Chris Nordgren e Jordi Roca danno vita a quello che è destinato a diventare uno dei casi videoludici del 2021. Everhood è un’opera straordinaria e unica, nel gioco come nell’esperienza emotiva che genera.
Sviluppatori: Chris Nordgren e Jordi Roca Publisher: Foreign Gnomes, Surefire Games Prezzo: 9,99€ Localizzazione: Assente Multiplayer: Assente PEGI: 7 Disponibile Su: PC (Steam), Nintendo Switch
NPC, qual è la tua storia? Entità incastrate nel loop di un’avventura che inizia da una “nuova partita”, la loro vita dipendente dalle pulsioni di un giocatore. Acceso, spento, I/O. Le stesse battute, le stesse azioni ripetute come in un’inconsapevole pièce teatrale, serata dopo serata. L’immortalità al prezzo di un’esistenza automatica, il DNA sostituito dal codice, la libertà venduta allo script.
Everhood è un mondo post-videoludico, talmente dimenticato da veder deteriorare davanti ai nostri occhi le fondamenta costruite dai programmatori, di cui resiste solo qualche monumento di gameplay. Un Truman Show a telecamere spente e cancelli chiusi, i suoi abitanti liberi dall’obbligo di recitazione senza però poter uscire dalla recinzione, condannati alla disperazione del vuoto che si tramuta in follia, anti-esistenza. Anarchia senza fini politici, privati di uno scopo e della stessa umanità, una volta abitanti di quel villaggio così grazioso in un Dragon Quest, Final Fantasy, Grandia, ora anime perse nel degrado, tra le rovine.
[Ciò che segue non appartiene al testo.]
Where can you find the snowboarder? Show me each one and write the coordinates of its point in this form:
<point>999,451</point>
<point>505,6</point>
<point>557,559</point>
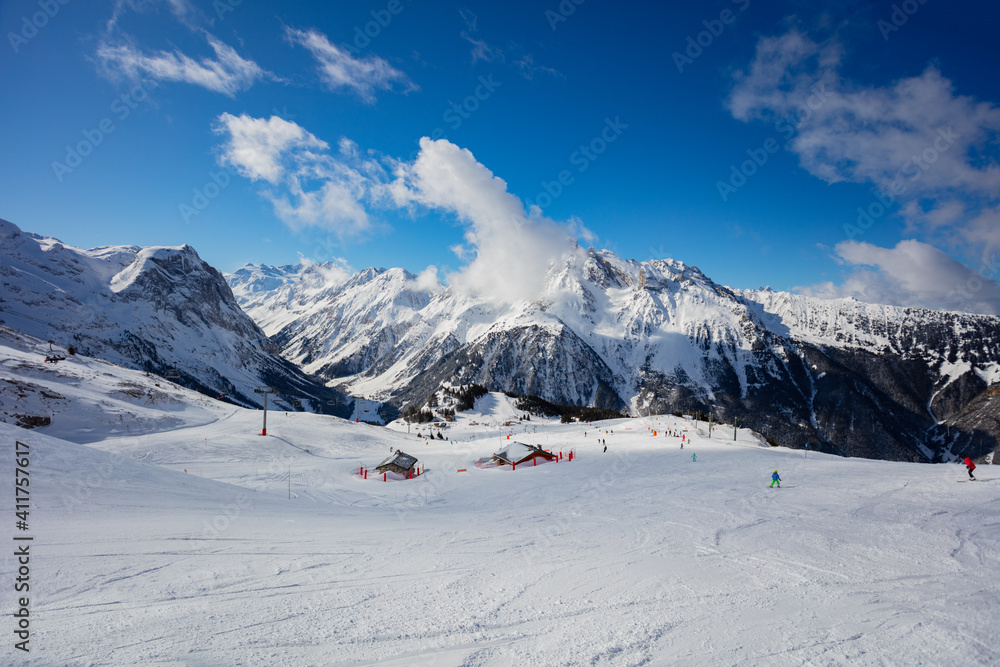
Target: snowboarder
<point>970,465</point>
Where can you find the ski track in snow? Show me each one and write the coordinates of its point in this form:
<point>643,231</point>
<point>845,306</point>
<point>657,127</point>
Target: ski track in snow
<point>637,556</point>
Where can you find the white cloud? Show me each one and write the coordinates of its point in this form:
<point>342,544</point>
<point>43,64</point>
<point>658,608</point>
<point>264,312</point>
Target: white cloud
<point>227,73</point>
<point>930,152</point>
<point>259,148</point>
<point>510,251</point>
<point>507,251</point>
<point>312,186</point>
<point>339,69</point>
<point>916,131</point>
<point>324,275</point>
<point>913,274</point>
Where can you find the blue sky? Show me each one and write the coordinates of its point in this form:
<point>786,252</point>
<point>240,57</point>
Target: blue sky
<point>841,150</point>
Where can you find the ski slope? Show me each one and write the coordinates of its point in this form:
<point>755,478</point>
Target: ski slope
<point>273,551</point>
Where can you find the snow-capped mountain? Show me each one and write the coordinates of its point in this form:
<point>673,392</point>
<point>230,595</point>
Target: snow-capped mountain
<point>845,377</point>
<point>159,309</point>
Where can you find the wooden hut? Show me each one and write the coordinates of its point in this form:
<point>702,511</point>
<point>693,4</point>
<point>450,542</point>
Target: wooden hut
<point>517,453</point>
<point>398,462</point>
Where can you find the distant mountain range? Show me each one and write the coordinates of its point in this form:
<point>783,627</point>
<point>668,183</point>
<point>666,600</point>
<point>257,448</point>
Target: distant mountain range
<point>161,310</point>
<point>659,336</point>
<point>839,376</point>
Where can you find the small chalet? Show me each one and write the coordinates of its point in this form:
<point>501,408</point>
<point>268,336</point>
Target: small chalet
<point>517,453</point>
<point>398,462</point>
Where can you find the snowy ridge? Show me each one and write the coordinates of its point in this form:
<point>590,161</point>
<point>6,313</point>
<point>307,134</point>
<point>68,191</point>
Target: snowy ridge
<point>155,309</point>
<point>656,335</point>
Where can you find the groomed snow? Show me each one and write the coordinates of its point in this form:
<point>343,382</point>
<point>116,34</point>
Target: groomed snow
<point>630,557</point>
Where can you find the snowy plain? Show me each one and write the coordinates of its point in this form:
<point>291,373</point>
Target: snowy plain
<point>194,540</point>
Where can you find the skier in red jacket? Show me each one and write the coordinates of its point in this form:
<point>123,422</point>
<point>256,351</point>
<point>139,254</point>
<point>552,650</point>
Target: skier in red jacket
<point>970,465</point>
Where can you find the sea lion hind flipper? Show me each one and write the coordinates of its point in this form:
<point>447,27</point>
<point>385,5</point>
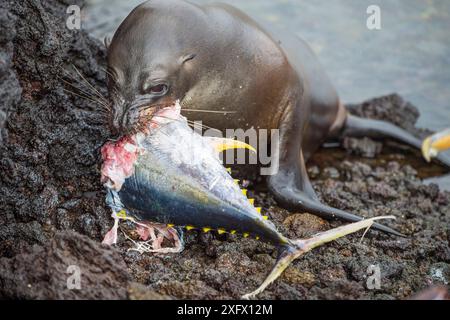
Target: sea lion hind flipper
<point>293,199</point>
<point>362,127</point>
<point>296,248</point>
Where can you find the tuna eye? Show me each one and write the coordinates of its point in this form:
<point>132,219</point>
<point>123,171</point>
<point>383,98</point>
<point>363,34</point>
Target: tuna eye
<point>158,90</point>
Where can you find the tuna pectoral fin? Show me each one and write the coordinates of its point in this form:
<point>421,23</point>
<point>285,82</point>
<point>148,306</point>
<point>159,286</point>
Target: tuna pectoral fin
<point>299,247</point>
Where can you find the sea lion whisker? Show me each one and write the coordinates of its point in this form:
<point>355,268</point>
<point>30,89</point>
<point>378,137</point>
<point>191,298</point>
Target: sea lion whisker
<point>87,98</point>
<point>88,95</point>
<point>209,111</point>
<point>90,88</point>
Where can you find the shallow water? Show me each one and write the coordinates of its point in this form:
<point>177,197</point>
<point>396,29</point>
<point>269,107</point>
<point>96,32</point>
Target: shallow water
<point>409,55</point>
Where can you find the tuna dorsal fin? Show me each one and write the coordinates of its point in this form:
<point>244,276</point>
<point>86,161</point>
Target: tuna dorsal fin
<point>222,144</point>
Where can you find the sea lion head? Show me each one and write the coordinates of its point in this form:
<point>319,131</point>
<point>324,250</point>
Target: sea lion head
<point>151,61</point>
Pochi elementi stilizzati, abbozzati a caratterizzare gli ambienti, come costruiti da un architetto con la memoria in polvere, l’idea dell’oggetto senza la sua sostanza, sfondo nero, senza fine, il negativo di un classico JRPG.
Il giocatore anima una marionetta di pixel, senza voce, senza volontà, un pezzo di legno intagliato per ricordare la forma umana, un cappuccio rosso in testa per ricordare che si deve stare alla larga dal lupo. Siamo dentro, chiamati in causa con l’inganno di passare qualche ora a divertirci davanti a un videogioco, videoludicamente scorretto direbbe qualcuno, ticket da 9,99€ in mano, caduti nella trappola della meta-narrazione che ci impedisce di girarci dall’altra parte. È la tana del bianconiglio? O siamo noi il bianconiglio? Mio dio, chi eravamo?
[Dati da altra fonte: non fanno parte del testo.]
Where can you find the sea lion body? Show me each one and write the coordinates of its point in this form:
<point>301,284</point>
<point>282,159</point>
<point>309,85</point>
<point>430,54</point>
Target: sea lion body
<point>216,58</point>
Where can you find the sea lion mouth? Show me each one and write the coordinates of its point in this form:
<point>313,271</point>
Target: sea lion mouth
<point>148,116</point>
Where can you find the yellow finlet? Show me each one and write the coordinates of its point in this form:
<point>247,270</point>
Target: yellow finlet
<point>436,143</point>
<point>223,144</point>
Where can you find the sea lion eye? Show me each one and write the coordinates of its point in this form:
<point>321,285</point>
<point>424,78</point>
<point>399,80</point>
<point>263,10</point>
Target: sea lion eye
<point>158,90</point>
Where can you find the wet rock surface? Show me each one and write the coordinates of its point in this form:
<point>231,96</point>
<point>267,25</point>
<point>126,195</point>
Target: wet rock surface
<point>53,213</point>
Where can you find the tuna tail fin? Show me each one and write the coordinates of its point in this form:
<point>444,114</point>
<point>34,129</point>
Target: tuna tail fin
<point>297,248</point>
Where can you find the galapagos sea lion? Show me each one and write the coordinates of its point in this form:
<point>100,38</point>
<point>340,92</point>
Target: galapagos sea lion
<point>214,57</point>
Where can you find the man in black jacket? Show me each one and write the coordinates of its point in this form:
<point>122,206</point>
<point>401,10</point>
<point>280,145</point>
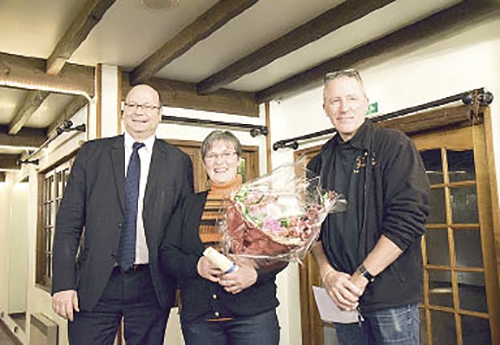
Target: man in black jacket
<point>369,257</point>
<point>117,273</point>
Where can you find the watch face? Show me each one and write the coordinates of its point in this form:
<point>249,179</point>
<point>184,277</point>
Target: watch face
<point>363,272</point>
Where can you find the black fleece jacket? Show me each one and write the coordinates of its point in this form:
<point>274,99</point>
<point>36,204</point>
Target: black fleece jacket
<point>393,198</point>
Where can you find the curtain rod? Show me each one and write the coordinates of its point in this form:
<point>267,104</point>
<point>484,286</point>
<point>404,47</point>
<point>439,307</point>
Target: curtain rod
<point>468,98</point>
<point>254,129</point>
<point>67,126</point>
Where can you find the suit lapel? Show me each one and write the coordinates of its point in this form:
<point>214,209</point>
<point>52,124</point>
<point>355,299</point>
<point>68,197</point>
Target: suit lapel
<point>118,162</point>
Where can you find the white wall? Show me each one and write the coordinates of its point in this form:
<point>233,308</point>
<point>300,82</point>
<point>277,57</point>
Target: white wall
<point>18,248</point>
<point>463,61</point>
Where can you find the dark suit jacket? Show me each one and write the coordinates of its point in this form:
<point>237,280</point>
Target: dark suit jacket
<point>93,207</point>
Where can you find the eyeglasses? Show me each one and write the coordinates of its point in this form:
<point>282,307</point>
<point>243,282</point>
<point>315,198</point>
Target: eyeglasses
<point>146,107</point>
<point>350,73</point>
<point>212,157</point>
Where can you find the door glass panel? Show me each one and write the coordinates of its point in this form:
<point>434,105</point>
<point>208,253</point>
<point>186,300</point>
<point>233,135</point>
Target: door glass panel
<point>440,292</point>
<point>461,165</point>
<point>464,205</point>
<point>423,331</point>
<point>443,328</point>
<point>433,165</point>
<point>468,250</point>
<point>471,291</point>
<point>437,209</point>
<point>475,331</point>
<point>437,247</point>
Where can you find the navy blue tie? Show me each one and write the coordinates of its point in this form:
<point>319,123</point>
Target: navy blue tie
<point>126,250</point>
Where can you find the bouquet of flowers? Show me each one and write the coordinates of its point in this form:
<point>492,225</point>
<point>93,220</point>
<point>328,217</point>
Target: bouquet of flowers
<point>277,216</point>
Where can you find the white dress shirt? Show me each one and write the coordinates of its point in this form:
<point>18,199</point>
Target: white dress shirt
<point>141,247</point>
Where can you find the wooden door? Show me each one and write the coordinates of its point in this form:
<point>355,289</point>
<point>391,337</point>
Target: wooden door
<point>461,304</point>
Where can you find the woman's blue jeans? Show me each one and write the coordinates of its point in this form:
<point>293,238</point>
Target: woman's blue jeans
<point>261,329</point>
<point>395,326</point>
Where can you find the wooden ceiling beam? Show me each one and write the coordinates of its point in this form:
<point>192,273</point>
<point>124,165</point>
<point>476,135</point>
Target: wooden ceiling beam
<point>32,102</point>
<point>331,20</point>
<point>26,137</point>
<point>453,18</point>
<point>206,24</point>
<point>91,13</point>
<point>9,162</point>
<point>29,73</point>
<point>67,113</point>
<point>183,95</point>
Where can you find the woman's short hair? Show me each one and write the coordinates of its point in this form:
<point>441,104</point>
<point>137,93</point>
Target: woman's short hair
<point>219,135</point>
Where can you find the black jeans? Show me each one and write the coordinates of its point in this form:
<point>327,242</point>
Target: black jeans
<point>261,329</point>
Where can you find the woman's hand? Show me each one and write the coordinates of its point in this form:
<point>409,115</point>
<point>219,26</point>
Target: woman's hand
<point>237,281</point>
<point>342,290</point>
<point>208,270</point>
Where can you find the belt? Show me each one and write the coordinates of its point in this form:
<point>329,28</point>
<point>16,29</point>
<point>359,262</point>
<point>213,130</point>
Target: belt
<point>133,269</point>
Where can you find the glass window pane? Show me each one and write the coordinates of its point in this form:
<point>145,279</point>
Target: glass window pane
<point>440,292</point>
<point>433,165</point>
<point>437,212</point>
<point>471,291</point>
<point>464,205</point>
<point>468,251</point>
<point>437,248</point>
<point>422,326</point>
<point>461,165</point>
<point>443,328</point>
<point>475,331</point>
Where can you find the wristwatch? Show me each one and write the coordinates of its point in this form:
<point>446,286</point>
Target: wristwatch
<point>364,273</point>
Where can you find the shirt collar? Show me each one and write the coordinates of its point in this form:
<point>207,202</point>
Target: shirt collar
<point>149,142</point>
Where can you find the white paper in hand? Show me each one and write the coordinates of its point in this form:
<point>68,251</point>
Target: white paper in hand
<point>328,310</point>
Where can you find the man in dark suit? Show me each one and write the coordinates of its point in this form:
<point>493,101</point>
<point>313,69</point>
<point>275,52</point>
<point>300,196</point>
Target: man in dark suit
<point>110,225</point>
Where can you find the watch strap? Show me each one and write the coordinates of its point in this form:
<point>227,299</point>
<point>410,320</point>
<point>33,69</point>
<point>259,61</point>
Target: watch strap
<point>364,273</point>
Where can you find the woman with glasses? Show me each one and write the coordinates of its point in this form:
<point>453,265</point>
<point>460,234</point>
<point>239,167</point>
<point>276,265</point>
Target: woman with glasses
<point>237,308</point>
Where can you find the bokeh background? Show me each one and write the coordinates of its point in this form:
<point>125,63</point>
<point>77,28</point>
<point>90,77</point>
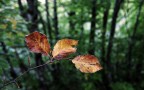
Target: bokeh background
<point>112,30</point>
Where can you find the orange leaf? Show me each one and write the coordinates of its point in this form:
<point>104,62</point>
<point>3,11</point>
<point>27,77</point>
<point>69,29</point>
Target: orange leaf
<point>87,63</point>
<point>63,48</point>
<point>37,43</point>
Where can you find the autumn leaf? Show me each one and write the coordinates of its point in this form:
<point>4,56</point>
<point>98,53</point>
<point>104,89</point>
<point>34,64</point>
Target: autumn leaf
<point>63,48</point>
<point>37,43</point>
<point>87,63</point>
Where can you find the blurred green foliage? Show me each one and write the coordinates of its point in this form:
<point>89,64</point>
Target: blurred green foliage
<point>13,29</point>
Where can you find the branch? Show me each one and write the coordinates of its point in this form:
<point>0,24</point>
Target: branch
<point>14,80</point>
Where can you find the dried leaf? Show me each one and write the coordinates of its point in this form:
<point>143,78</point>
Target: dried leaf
<point>87,63</point>
<point>63,48</point>
<point>37,43</point>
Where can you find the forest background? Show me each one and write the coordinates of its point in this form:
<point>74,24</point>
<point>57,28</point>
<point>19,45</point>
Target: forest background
<point>112,30</point>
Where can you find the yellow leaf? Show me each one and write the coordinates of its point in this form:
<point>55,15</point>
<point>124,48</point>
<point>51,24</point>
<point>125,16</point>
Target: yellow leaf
<point>63,48</point>
<point>37,43</point>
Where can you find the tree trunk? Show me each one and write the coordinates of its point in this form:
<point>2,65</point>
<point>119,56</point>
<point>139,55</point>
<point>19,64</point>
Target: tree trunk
<point>110,42</point>
<point>71,23</point>
<point>105,19</point>
<point>56,20</point>
<point>93,28</point>
<point>12,71</point>
<point>31,15</point>
<point>132,40</point>
<point>48,22</point>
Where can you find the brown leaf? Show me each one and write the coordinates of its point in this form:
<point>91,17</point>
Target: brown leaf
<point>37,43</point>
<point>87,63</point>
<point>63,48</point>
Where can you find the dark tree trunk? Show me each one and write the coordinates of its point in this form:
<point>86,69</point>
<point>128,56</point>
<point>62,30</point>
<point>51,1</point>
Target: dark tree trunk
<point>105,19</point>
<point>93,28</point>
<point>48,22</point>
<point>110,42</point>
<point>12,71</point>
<point>71,23</point>
<point>132,40</point>
<point>56,20</point>
<point>31,15</point>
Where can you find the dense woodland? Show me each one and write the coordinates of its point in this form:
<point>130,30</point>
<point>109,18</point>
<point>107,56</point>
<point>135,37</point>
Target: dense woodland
<point>112,30</point>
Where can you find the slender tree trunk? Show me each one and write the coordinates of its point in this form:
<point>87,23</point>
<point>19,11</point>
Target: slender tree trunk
<point>132,40</point>
<point>31,15</point>
<point>110,42</point>
<point>48,22</point>
<point>93,28</point>
<point>71,23</point>
<point>105,19</point>
<point>56,20</point>
<point>12,71</point>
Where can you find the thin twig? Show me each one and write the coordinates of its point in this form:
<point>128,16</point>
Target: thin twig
<point>14,80</point>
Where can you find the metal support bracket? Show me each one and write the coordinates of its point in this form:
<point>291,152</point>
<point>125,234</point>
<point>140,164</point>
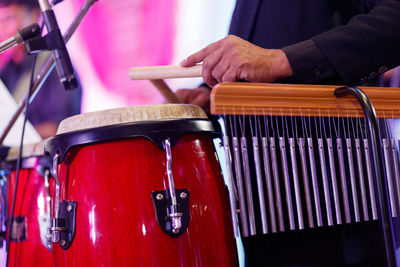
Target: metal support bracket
<point>162,206</point>
<point>63,227</point>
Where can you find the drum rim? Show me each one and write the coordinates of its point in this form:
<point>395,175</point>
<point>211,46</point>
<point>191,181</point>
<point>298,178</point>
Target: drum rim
<point>156,131</point>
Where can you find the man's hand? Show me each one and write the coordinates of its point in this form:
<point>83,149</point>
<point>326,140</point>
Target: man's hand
<point>199,96</point>
<point>232,59</point>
THIS IS THE RHYTHM OF THE MIND
Un bosco tetro, l’unico raggio di luce che penetra tra le fronde come un occhio di bue ad aprire il sipario sulla nostra avventura e sul suo protagonista smembrato, l’invito ad abbandonare la nostra umanità e ad abbracciare l’immortalità. Non è un po’ quello che facciamo ogni volta che premiamo il tasto start? Il nostro braccio rubato da un folletto, mutilati per avidità, una tra le tante emozioni che governano la psiche dei personaggi che incontreremo. Macchiette, schiavi, entità dai pensieri distorti, confusi, sofferti, nascosti da un velo di finta lucidità che graffia, disturba, inquieta.
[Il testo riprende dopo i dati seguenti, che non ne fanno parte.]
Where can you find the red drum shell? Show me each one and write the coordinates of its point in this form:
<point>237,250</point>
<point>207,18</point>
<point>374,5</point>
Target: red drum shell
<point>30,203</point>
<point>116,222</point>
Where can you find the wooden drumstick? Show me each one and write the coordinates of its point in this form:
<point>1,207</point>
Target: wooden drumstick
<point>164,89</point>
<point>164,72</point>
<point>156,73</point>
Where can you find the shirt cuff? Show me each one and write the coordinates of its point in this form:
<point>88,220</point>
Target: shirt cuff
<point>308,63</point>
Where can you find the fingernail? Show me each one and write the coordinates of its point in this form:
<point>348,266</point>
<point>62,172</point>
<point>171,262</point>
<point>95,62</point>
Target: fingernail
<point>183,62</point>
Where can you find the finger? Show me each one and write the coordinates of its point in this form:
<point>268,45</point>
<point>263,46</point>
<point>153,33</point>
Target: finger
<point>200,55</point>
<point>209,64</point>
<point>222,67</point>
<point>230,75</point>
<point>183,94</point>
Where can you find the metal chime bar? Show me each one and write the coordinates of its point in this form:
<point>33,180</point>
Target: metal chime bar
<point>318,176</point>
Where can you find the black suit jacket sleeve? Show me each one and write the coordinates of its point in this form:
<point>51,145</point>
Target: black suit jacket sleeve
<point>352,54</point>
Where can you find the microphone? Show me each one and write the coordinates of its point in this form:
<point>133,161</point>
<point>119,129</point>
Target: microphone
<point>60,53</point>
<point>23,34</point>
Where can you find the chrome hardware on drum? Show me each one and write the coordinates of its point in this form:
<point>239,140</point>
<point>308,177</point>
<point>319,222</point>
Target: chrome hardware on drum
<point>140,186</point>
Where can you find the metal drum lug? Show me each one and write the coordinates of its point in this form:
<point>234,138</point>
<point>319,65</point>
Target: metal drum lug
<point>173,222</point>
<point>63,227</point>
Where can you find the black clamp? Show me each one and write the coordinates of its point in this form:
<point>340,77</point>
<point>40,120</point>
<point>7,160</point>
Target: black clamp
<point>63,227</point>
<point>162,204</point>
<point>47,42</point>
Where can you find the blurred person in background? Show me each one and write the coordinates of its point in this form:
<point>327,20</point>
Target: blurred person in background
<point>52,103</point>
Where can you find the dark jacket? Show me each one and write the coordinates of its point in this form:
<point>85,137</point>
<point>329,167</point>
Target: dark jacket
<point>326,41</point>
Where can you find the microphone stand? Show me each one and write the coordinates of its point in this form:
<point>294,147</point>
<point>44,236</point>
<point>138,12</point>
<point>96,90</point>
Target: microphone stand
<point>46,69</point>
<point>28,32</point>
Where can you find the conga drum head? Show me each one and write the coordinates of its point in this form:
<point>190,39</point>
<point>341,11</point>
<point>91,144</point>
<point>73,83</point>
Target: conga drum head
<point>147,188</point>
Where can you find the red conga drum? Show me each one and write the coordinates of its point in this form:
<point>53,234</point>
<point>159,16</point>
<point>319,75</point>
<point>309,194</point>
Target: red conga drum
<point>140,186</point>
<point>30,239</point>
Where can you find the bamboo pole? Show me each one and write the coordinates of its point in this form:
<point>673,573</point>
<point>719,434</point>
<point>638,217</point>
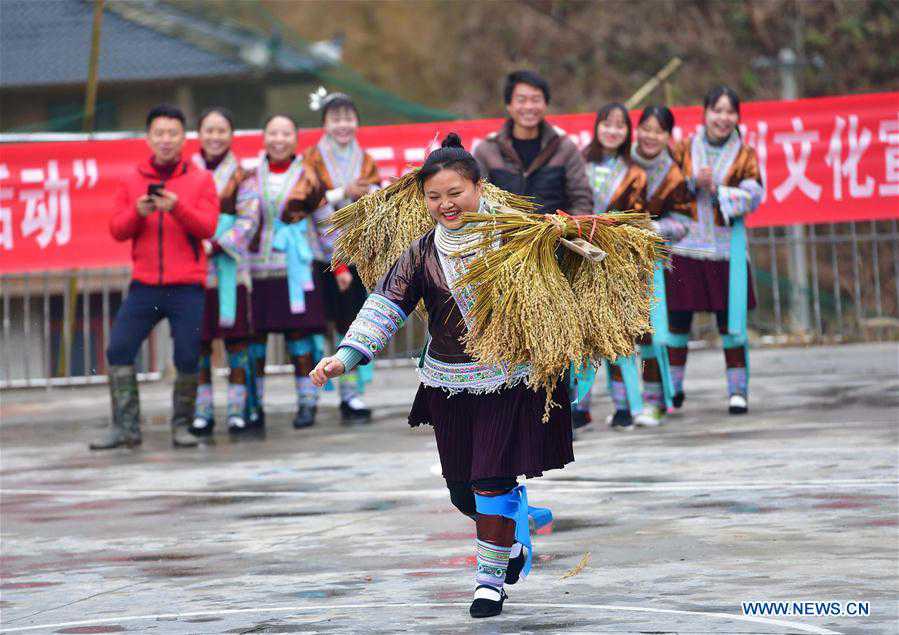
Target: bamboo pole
<point>644,91</point>
<point>87,125</point>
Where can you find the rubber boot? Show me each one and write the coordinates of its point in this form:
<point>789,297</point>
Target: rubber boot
<point>124,429</point>
<point>184,398</point>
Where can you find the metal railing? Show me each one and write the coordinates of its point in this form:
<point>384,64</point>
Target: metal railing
<point>55,325</point>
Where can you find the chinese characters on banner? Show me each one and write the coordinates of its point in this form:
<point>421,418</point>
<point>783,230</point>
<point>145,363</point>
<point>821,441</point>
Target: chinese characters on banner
<point>823,160</point>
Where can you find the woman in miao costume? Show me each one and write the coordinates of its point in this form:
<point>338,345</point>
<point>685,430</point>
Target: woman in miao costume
<point>346,172</point>
<point>287,293</point>
<point>666,193</point>
<point>618,183</point>
<point>710,269</point>
<point>491,376</point>
<point>226,313</point>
Un carnevale senza fine che ha perso la gioia, una farsa tenuta in piedi per non scomparire nel nulla dentro sé stessi, digeriti dalla propria mente, maschere di angoscia, depressione, perversione. In molti di loro la nostra presenza fa scattare una scintilla, un allarme a protezione del loro status quo, sfidati uno dopo l’altro in danze letali, boss fight del sabato sera, psichedeliche come da dizionario, sensorialmente sconvolgenti e realmente pericolose per chi soffre di epilessia. Duelli stroboscopici a frequenze che spingono al limite la retina e le percezioni, ognuno con elementi unici a spiccare. La prospettiva si sposta alle spalle della nostra marionetta, di fronte l’avversario, nelle orecchie una drum ‘n bass martellante, pneumatica.